Speaking further, she noted that sustained agitations or standing up to intimidations by security agents during polls, will always secure the votes, but the reserves is usually the case because many fear for their lives.
“Look at how Edo people stood their ground to save the state from the grip of Oshiomhole; Anambra resisted the Federal Government; Bayelsa also did the same. We can insist on who we want, reject their money, stand up to security agents and go for a candidate that can deliver. This will make people join any party because it will no longer be the party but the credibility of the candidate that will win the election. With the enthusiasm that I am seeing now, Nigerians are determined to make a statement in 2023,” she said.
Political analyst, Kunle Okunla said it was obvious the nation’s economy had been mismanaged since 2015, since the administration lacked a clear economic direction, adding that the state of the economy would influence the voting decisions of some Nigerians.

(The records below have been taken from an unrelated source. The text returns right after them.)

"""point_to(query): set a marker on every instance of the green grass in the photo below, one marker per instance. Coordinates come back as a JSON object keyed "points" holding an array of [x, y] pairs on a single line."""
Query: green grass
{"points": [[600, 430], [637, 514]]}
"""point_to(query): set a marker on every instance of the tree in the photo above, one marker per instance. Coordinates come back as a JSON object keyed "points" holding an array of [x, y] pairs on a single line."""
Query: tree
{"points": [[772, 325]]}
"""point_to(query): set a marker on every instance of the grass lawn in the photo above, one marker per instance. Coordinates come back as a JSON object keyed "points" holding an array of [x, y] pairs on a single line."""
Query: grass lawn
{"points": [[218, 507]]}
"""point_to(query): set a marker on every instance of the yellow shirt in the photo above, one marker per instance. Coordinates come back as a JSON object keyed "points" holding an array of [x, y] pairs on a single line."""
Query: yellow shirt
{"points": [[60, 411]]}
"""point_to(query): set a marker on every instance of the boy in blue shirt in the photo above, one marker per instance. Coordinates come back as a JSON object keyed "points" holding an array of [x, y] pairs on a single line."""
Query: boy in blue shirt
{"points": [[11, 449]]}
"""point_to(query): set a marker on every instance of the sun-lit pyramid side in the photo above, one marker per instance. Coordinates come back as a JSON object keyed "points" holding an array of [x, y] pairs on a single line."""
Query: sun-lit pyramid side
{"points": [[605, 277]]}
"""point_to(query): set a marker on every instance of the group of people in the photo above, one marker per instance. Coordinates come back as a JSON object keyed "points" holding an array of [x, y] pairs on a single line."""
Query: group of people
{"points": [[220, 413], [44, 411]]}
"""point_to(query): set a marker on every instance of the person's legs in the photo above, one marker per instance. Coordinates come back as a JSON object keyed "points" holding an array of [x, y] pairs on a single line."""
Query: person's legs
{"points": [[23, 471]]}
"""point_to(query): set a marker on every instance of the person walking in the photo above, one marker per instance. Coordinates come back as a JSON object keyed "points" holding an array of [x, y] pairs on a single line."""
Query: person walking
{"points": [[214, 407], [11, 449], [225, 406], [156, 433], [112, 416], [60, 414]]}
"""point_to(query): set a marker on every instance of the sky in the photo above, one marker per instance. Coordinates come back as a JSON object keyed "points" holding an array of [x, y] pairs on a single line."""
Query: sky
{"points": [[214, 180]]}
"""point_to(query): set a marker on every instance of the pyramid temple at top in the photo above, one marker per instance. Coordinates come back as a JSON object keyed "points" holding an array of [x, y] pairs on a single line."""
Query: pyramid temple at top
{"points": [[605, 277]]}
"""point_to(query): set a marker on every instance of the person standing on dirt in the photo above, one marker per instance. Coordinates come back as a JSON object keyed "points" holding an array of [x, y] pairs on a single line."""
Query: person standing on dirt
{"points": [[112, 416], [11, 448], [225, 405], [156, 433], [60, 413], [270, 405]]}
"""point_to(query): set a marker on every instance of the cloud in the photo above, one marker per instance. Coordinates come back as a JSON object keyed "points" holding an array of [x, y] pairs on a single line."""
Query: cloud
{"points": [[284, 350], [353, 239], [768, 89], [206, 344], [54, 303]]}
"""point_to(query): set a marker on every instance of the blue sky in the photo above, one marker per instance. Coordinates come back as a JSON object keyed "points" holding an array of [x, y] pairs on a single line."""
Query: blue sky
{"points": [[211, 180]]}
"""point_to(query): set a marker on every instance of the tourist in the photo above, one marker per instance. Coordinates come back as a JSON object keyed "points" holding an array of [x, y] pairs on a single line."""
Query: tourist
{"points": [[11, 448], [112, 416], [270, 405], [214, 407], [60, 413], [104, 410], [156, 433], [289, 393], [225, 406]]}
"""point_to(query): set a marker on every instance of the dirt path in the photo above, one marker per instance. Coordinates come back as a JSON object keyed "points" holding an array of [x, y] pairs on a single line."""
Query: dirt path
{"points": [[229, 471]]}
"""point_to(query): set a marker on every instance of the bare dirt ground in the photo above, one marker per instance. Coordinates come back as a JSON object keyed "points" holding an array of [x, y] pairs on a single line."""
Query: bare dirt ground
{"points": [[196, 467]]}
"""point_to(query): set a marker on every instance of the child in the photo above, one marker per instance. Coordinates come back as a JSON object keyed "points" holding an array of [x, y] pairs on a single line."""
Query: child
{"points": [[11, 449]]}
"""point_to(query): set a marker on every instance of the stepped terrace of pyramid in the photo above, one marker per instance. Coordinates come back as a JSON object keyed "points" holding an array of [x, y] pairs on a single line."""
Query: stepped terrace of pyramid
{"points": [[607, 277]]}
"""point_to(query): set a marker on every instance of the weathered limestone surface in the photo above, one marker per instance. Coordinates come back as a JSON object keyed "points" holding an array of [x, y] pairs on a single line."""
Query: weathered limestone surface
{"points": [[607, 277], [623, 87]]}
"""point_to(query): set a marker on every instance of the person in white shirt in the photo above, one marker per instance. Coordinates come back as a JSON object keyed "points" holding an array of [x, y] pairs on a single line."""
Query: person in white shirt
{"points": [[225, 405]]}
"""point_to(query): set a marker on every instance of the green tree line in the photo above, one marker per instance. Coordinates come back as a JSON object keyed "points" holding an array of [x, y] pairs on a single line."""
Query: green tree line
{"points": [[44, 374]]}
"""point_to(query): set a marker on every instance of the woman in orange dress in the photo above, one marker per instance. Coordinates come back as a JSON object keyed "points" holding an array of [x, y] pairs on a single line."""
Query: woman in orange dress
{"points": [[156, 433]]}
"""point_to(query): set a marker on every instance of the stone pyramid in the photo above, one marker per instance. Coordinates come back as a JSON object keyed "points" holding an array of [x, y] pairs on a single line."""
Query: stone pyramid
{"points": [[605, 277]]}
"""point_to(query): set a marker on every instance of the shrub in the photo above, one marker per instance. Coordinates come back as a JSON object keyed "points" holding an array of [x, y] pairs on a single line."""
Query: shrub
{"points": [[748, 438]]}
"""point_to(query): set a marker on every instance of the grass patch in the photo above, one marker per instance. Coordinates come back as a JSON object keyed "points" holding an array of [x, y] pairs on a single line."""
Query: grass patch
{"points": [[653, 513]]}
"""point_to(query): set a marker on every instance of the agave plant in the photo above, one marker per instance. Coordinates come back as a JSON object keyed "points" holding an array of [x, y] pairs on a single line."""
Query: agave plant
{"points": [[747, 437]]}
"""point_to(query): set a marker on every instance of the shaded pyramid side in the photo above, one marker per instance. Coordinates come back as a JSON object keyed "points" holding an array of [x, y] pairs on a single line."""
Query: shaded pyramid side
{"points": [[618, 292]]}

According to Okunla, “It is obvious the economy is in bad shape; I can’t see what the President is trying to do or his direction. Nigerians are now poorer; check the unemployment rate; people would want to make that change with their votes in 2023.
“The poor state of the economy is why you see vote-buying becoming frequent now, and you would see more of that next year. However, voters would react to the electoral process in different ways depending on how they perceive the implications of the economic policies of the governing party.
“I don’t foresee high voter apathy, but it is certain that the state of the economy would definitely influence their voting behaviour in different ways,” he said.